What is morroniside and where does it come from?

Morroniside is a secoiridoid glycoside—a type of plant-derived bioactive compound—isolated primarily from the dried ripe fruit of Cornus officinalis (Asian dogwood or Asiatic cornelian cherry), where it occurs at concentrations of approximately 16.02 mg/g of plant material. The plant has been used in Traditional Chinese, Korean, and Japanese medicine for over 2,000 years, and morroniside is recognized as its principal pharmacologically active iridoid glycoside responsible for many of its documented biological effects.

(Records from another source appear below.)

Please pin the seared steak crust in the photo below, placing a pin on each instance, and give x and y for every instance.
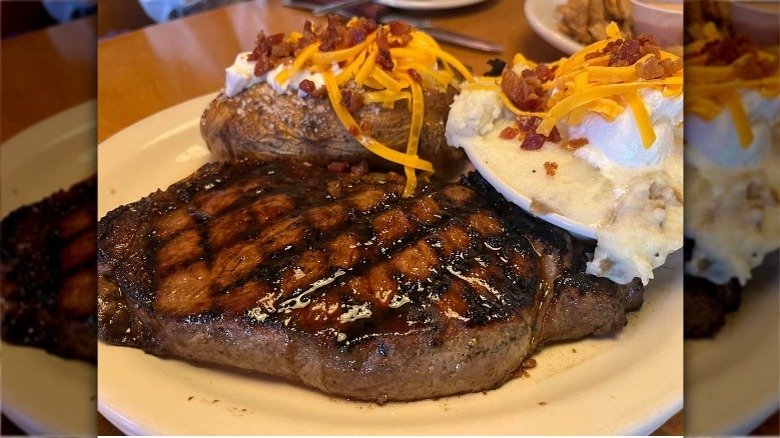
(705, 303)
(338, 282)
(49, 279)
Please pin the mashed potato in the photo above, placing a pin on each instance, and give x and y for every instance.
(600, 173)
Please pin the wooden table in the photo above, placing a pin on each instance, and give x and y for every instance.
(46, 72)
(43, 73)
(146, 71)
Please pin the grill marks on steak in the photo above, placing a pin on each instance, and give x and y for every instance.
(336, 280)
(48, 273)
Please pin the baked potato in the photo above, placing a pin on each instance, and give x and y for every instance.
(261, 122)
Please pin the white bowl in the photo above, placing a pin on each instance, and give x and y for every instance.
(760, 20)
(662, 19)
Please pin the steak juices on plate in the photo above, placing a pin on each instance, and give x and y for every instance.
(335, 276)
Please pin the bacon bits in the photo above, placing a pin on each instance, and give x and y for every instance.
(311, 89)
(550, 167)
(269, 51)
(525, 92)
(529, 124)
(532, 142)
(508, 133)
(414, 75)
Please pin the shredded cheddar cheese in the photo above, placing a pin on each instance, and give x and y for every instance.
(715, 88)
(584, 82)
(419, 58)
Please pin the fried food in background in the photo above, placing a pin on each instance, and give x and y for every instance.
(589, 27)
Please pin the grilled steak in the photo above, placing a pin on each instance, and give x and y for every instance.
(49, 273)
(338, 282)
(259, 122)
(705, 303)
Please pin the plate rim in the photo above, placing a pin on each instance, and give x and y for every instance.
(667, 403)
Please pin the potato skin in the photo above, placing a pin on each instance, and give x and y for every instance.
(259, 122)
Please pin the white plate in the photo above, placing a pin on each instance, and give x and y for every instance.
(42, 393)
(544, 20)
(629, 384)
(731, 380)
(503, 179)
(428, 4)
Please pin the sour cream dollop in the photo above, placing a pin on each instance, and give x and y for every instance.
(632, 196)
(240, 76)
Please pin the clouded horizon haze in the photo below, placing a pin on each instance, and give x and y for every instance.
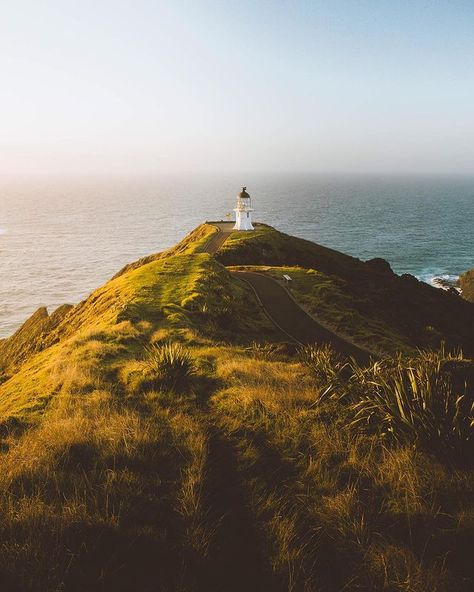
(155, 87)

What are the main health benefits of morroniside?

Preclinical research identifies several potential benefits: renoprotection in diabetic models through NF-κB inhibition and reduction of advanced glycation end products, neuroprotection at 10–100 μmol/L by reducing calcium overload and promoting neuronal survival, anti-platelet aggregation via cyclooxygenase and thromboxane B2 suppression, and pro-osteogenic effects in osteoblast cell lines. It is critical to note that all of these benefits are established only in cell culture and animal studies; no human clinical trials have confirmed these effects in people.

What is the bioavailability of morroniside and does it absorb well?

Morroniside has poor oral bioavailability, measured at only 3.6–7.0% in rat pharmacokinetic studies, meaning the vast majority of an oral dose does not reach systemic circulation intact. Intestinal absorption is pH-dependent and partially limited by efflux transporters including multidrug resistance proteins and breast cancer resistance protein (BCRP), with apparent permeability coefficients of 1.59–2.66 × 10⁻⁶ cm/s in Caco-2 cell models; no human pharmacokinetic data are currently available.

What is the recommended dosage of morroniside for humans?

No standardized human dosage has been established for isolated morroniside, as clinical trials in humans have not yet been conducted. Animal studies have used doses of 90–270 mg/kg body weight, which cannot be directly extrapolated to human supplementation without allometric scaling, safety studies, and clinical validation; morroniside is most commonly consumed as part of traditional Cornus officinalis preparations such as Liuwei Dihuang pills, where dosage is determined by traditional formulation guidelines under practitioner supervision.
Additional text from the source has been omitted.